And now, the conclusion because I know you’re all wanting to know how I could redeem this situation. 🙂
To recap, Aiyu is one of my secondary characters. He’s a thirteen-year-old orphan who serves in a battle for his kingdom. He started this novel as an innocent. Lets see how far he’s come by the end of this scene, which is 3/4 of the way through the book.
Outside the tunnel’s claustrophobic embrace, the smell of blood filled Aiyu’s nostrils. Haga’s life pooled and Aiyu blindly slipped in it. He clutched the bloody, damp earth at his feet.
The stench of blood hung on him. His vision adjusted to see Haga’s sightless eyes staring into his. Aiyu recoiled. Haga’s expression was too empty to bear.
Aiyu turned and threw up in a bush. He trembled, shaking his head at the thought that he had killed with his bare hands.

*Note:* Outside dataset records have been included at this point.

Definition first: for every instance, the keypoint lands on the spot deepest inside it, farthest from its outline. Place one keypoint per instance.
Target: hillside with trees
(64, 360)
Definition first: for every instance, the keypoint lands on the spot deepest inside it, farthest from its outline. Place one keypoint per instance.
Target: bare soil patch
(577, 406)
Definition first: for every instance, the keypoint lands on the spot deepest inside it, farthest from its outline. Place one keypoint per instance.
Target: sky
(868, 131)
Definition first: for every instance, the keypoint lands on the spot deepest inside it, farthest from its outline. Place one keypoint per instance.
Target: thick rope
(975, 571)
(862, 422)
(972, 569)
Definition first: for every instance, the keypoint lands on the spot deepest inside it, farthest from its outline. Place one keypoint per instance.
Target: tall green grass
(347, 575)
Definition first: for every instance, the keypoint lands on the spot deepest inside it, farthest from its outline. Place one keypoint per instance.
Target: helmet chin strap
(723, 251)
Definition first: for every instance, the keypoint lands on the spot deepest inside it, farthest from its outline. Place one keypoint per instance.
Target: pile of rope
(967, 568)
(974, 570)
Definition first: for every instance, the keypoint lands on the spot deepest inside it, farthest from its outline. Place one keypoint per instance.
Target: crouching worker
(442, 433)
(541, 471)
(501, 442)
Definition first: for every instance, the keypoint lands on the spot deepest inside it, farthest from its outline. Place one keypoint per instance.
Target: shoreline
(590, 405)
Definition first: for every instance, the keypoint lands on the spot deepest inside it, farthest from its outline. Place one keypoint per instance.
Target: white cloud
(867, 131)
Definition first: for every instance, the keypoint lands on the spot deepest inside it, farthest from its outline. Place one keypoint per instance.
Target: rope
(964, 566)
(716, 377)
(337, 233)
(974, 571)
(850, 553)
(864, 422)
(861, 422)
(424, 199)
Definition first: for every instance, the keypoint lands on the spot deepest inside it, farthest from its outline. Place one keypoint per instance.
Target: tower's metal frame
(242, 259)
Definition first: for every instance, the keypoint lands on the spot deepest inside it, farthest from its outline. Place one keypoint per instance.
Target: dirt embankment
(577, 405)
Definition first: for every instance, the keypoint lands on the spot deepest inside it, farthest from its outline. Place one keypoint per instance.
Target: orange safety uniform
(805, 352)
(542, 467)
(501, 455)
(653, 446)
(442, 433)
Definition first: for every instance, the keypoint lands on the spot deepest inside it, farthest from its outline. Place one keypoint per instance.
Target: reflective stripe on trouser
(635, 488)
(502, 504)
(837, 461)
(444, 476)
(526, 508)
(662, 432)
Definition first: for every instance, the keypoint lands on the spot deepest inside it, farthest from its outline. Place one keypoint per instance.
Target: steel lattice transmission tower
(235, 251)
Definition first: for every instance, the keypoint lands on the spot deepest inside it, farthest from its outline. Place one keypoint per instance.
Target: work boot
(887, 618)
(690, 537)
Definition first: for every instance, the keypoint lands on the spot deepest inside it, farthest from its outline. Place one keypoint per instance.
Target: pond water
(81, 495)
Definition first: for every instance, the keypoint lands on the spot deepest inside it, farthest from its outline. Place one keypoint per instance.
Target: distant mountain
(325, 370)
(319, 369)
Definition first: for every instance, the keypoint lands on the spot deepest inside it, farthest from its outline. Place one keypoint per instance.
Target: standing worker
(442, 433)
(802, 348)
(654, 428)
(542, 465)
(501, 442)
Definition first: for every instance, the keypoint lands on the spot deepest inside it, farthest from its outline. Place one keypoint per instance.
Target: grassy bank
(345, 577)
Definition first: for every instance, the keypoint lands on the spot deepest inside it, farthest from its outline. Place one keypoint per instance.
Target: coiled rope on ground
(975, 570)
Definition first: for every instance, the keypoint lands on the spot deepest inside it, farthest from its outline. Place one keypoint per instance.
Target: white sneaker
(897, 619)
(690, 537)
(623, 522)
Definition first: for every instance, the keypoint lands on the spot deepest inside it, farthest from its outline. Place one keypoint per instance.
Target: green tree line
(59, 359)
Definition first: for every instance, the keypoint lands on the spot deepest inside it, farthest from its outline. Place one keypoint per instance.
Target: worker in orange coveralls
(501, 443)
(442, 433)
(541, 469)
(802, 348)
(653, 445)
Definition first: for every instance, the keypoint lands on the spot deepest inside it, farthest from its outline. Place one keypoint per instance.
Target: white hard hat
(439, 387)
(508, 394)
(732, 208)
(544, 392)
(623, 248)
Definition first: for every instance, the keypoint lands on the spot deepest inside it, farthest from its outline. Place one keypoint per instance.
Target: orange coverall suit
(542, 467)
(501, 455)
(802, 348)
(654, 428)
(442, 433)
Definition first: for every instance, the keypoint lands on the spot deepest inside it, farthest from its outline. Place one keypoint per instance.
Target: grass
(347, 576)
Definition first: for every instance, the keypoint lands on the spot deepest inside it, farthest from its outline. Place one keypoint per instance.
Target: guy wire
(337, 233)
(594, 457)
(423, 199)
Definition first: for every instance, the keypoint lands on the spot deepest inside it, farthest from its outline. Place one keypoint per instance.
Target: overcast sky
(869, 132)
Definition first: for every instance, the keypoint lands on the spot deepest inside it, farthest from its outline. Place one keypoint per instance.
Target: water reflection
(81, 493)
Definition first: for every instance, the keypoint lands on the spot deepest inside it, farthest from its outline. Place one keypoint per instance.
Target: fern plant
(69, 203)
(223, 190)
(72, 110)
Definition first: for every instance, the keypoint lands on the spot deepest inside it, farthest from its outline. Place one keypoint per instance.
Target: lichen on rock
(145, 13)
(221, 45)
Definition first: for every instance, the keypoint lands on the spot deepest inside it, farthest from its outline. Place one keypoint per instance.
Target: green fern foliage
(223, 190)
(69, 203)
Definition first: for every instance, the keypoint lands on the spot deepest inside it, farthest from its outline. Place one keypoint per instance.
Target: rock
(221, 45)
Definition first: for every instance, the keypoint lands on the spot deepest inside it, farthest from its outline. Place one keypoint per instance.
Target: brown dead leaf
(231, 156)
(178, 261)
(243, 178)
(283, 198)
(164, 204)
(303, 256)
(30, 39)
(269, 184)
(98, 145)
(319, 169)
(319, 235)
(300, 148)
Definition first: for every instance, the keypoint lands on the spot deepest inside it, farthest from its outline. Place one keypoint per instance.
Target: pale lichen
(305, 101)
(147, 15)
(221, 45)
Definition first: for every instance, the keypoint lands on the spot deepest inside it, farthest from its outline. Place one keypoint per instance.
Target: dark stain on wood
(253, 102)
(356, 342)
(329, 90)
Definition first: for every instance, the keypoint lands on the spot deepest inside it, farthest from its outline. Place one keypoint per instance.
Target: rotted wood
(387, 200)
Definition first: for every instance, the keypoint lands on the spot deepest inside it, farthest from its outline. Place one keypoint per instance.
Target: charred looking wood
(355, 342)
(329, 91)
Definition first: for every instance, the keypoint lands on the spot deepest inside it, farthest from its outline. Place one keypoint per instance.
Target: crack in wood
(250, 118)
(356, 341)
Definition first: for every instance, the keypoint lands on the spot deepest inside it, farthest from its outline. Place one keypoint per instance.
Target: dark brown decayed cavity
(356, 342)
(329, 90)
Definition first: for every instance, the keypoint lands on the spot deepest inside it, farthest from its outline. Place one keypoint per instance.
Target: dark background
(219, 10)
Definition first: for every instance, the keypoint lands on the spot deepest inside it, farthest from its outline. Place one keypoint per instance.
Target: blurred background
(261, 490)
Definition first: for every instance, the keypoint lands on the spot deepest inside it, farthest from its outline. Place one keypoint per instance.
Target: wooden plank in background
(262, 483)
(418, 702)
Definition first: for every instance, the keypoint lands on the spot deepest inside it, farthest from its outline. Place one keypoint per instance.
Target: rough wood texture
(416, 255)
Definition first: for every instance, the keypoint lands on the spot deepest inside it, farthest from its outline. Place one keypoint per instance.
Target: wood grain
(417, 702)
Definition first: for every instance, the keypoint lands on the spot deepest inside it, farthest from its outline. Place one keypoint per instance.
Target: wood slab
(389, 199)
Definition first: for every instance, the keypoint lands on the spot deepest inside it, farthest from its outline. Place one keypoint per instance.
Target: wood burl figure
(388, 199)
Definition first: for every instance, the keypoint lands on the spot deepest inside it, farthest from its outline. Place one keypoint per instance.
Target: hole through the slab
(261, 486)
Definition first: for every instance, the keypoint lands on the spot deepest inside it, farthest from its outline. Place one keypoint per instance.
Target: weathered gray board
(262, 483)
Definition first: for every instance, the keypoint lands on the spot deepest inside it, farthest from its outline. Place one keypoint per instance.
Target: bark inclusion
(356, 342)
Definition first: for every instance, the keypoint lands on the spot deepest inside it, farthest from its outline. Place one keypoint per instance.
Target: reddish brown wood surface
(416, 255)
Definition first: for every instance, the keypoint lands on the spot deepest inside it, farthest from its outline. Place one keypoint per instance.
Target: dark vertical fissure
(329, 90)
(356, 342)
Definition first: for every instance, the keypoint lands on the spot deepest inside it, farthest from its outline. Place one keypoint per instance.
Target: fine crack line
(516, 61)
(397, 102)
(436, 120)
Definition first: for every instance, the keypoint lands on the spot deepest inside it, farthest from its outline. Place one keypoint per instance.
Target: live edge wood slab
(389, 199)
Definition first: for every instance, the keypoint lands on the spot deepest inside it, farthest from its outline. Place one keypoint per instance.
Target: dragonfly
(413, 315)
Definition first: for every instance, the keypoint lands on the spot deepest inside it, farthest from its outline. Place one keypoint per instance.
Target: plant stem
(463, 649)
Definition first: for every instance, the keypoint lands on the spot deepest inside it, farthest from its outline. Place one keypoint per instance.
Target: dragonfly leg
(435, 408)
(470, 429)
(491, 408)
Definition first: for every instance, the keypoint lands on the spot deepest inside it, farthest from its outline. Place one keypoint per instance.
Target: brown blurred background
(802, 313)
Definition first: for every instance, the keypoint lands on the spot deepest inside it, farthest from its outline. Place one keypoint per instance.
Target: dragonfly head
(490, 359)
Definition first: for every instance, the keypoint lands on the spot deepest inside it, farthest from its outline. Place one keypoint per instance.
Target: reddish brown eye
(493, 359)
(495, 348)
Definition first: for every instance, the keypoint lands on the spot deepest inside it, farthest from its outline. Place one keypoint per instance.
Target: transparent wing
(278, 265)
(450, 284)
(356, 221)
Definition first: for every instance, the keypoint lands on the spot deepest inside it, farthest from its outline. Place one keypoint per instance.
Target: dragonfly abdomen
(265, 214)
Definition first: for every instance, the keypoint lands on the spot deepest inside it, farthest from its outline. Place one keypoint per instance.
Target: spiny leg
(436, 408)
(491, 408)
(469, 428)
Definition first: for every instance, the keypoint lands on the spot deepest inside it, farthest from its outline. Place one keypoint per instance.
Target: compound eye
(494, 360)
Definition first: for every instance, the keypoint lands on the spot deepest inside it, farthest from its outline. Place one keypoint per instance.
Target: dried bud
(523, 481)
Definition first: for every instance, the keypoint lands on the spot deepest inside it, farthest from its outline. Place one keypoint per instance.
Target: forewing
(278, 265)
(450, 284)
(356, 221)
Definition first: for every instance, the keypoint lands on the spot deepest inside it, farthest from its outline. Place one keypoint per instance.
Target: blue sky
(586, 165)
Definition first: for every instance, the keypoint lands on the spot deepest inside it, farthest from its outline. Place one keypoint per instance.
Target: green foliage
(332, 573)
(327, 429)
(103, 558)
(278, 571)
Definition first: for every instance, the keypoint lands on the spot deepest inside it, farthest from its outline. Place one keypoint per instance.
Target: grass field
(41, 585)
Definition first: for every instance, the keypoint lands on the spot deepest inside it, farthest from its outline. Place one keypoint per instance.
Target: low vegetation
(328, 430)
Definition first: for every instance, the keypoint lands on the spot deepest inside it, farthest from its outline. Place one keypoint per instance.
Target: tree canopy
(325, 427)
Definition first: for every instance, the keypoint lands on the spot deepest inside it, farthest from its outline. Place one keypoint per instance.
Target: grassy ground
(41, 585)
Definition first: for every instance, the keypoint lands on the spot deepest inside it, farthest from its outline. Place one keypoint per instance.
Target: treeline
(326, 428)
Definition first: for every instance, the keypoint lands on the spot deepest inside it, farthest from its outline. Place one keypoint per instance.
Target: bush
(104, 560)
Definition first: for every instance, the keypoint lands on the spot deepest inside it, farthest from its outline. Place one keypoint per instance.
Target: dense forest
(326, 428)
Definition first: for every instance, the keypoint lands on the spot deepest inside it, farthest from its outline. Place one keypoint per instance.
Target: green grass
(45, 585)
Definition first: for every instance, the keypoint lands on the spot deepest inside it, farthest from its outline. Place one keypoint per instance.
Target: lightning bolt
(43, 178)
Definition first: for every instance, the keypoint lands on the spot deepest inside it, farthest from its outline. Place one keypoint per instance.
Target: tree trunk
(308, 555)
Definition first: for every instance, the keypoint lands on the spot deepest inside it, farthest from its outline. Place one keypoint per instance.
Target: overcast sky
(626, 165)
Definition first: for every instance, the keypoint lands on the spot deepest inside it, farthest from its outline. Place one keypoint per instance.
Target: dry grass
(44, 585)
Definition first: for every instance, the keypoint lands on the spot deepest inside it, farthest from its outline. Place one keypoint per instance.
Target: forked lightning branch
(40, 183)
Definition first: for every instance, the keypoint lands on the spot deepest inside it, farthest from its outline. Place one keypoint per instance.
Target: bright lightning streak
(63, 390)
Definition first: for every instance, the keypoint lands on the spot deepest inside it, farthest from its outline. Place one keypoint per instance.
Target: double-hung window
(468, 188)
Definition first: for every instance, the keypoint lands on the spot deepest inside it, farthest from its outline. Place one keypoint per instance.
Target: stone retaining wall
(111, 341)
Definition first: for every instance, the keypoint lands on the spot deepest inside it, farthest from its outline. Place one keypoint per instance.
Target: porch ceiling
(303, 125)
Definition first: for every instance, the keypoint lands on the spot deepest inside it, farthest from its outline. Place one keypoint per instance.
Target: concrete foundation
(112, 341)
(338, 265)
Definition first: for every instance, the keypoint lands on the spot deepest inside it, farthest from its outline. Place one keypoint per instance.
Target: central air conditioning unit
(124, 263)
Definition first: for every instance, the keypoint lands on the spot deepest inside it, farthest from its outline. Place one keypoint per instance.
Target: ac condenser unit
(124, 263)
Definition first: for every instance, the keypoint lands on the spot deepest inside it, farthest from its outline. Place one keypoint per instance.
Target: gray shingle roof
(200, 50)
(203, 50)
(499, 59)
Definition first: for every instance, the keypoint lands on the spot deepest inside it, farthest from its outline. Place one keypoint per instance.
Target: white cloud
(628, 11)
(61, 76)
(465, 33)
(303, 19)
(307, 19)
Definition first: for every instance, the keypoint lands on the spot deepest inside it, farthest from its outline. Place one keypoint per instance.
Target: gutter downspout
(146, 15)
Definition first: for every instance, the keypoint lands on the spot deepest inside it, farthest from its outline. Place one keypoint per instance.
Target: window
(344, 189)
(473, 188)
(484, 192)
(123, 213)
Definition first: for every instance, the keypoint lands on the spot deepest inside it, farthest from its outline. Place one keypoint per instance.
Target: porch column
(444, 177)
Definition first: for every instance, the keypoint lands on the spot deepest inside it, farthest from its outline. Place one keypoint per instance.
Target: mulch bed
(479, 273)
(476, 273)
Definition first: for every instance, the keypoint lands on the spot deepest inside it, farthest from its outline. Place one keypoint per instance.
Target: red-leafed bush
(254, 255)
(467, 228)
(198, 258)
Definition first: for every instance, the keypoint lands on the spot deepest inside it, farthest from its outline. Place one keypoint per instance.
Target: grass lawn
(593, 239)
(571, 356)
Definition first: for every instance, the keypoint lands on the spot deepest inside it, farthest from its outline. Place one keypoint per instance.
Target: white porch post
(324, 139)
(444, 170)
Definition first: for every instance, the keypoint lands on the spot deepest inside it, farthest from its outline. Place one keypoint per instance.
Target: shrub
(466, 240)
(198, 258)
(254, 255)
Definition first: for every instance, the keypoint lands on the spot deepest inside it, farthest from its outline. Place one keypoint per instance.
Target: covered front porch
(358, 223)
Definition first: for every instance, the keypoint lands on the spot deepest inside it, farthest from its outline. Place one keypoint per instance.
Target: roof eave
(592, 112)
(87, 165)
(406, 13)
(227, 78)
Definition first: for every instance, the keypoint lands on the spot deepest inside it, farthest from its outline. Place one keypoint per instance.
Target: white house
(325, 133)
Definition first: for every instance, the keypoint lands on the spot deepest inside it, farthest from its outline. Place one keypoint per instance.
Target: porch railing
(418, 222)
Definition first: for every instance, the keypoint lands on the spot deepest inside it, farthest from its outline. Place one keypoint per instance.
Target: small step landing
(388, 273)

His mind whirled, confused. The traitor was dead and that was good. But what had happened to Hong Aiyu? Was he a murderer now? He gagged once more and crawled to his friend’s corpse.
He arranged poor Haga’s body in an appropriate posture for the funeral pyre of Xien Ye.
“I’m sorry,” Aiyu whispered. He dug in his girdle until he found what he wanted. Six wooden dice with red and black painted dots. He placed them on Haga’s chest.
I’m not a murderer. Not a mourner. I’m another victim.
He ran to escape the memory of Haga’s simple grin and trusting expression, his empty eyes and cooling fingers.
Aiyu would play sixes no more.
End of Chapter
Yes, it’s horrific, (war is like that) but I didn’t end the chapter with the butcher’s death. That would have left the reader with a flat, unfinished taste in his mouth. Aiyu has gone from an innocent who refused to kill the enemy in battle, to killing in his master’s defense (an earlier scene) to a vengeance murder, although he also defends an entire city in killing the butcher here. I use these situations to show:
1. The horror of battle, thereby grounding the reader in my book’s reality
2. What battle/killing does to a soul – the emotional growth quotient, which further grounds the reader. (If your character doesn’t grow and change with AT LEAST every major event in your book, you’ve missed a great opportunity and your reader will cease to believe in your characters.)
3. The advancing plot
Now you can rail on me for my sense of violence and inpropriety in having a thirteen-year-old boy in such situations. LOL Seriously, if there’s anything you feel would improve this scene, please let me know.